Il fait référence à la lutte entre Antoine et Octave dans la succession à César.
La peinture classique y puise de nombreux thèmes : la force d’Octave, l’amour
d’Octave, le courage de Cléopatre.

Cabanel choisit ce troisième aspec.


Il s’agit de montrer le suicide de Cléopâtre refusant d’être la captive d’Octave après la
défaite dAntoine.
Cela est souvent évoqué comme un acte de courage qui clôt une vie de luxure.
La scène montre généralement la reine incarnant la beauté orientale à coté d’un
serpent révélant l’épisode au yeux du spectateur.

Cabanel ne montre pas ici ce que l’on attend de cette scène, mais un épisode rarement
évoqué qui est l’essai des poisons sur les prisonniers de façon à choisir ensuite le plus
rapide et le moins douloureux.
L’intérêt de l’œuvre se trouve alors dans la juxtaposition érotico-morbide du corps
magnifique de Cléopâtre jouxtant les corps convulsés des prisonniers.

Ce n’est plus l’aspect moral qui intéresse mais l’aspect trivial.


Cependant, il truffe la toile de références archéologiques et littéraires précises afin de
donner à la toile un aspect réaliste et convainquant.
Il représente la couronne d’apparat des reines égyptiennes de la IVe dynastie.
Il place à ses pieds un léopard qui est décrit dans les écrits de l’antiquité comme un
de ses animaux de compagnie.

On retrouve par ailleurs des effets de réels sur l’architecture magnifique du palais
telles que les raies de lumière éclairant la colonnades de la cours intérieure elle-même
décorée de superbes fresques.
Là encore, la vraisemblance archéologique vient accentuer le plaisir scopique à partir
des recherches scientifiques.

LA SIMPLICITÉ AUSTÈRES DES PORTRAITS AMÉRICAINS

Le public américains se passionne pour l’art de Cabanel qu’il connaît grâce aux
gravures et aux photographies vendues par la succursale de Goupil à New York.

Lors de leurs séjours en Europe, la bourgeoisie américaine ne manque pas de repartir


avec un portrait du peintre marque d’une grande réussite sociale.
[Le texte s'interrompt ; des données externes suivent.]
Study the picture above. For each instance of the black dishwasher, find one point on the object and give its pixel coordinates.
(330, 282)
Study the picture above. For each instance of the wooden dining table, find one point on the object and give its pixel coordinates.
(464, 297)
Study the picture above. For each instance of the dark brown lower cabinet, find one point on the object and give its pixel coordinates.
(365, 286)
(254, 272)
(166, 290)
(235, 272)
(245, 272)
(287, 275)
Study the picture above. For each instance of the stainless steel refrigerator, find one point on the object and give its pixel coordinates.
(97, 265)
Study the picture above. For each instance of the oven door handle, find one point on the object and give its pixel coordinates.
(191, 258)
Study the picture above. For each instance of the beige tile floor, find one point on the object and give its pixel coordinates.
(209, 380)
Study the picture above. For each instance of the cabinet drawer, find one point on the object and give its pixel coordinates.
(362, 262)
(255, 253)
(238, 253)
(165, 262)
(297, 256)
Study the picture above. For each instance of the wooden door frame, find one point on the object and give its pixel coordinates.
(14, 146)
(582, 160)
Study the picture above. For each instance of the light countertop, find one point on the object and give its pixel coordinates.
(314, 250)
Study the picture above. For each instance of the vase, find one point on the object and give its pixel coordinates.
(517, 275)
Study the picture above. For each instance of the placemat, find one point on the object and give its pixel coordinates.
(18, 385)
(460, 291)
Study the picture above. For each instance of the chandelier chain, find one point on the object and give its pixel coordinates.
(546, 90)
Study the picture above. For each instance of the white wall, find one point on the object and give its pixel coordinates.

Si tableaux mythologiques ou historiques de Cabanel apparaissent trop érotiques et


trop morbides pour cette bourgeoisie puritaine, les portraits par contre conviennent
parfaitement à partir du moment où ils laissent transparaître l’austérité et la morale
du modèle.

Ainsi, le portrait de Catharine Lorillard Wolfe ne montre aucun bijoux ni aucun


maquillage.
La robe blanche et noire ne montre aucune couleur vive non plus.

Seule la splendeur des étoffes de soie et des fourrures animales révèlent l’élégance et
la richesse de la femme.

Un léger sourire anime le modèle qui montre une parfaite maîtrise de soi.
Cette modernité du portrait issue des exigences américaines devient une des
productions les plus emblématiques du peintre.

On y voit l’importance de la bourgeoisie d’affaire et l’internationalisation de l’art.

CONCLUSION

Cabanel parvient à renouveler par une approche subtile et inventive les thèmes et les
techniques académiques.
Son travail montre toute l’ambiguïté de la période coincée entre le besoin d’émotion
et la nécessité de bienséance.
C’est donc par de subtils subterfuges que le peintre va donner au public ce qu’il
attend.

Cabanel parvient aussi grâce à une technique irréprochable dans la finesse des
touches et la délicatesse des modelés à faire de la peinture une surface aussi
captivante que celle de la photographie.
Il montre ainsi l’importance que la seconde moitié du XIXe siècle accorde au regard.
Les effets de réel et les détails foisonnants satisfont un œil dont le pouvoir est
développé par les innovations techniques.
L’industrie est aussi présente par la reproductibilité techniques des œuvres
reproduites en gravure et en photographie mais aussi par l’internationalisation de
l’art qui se développe avec la puissance et la rapidité des steamers et des clippers.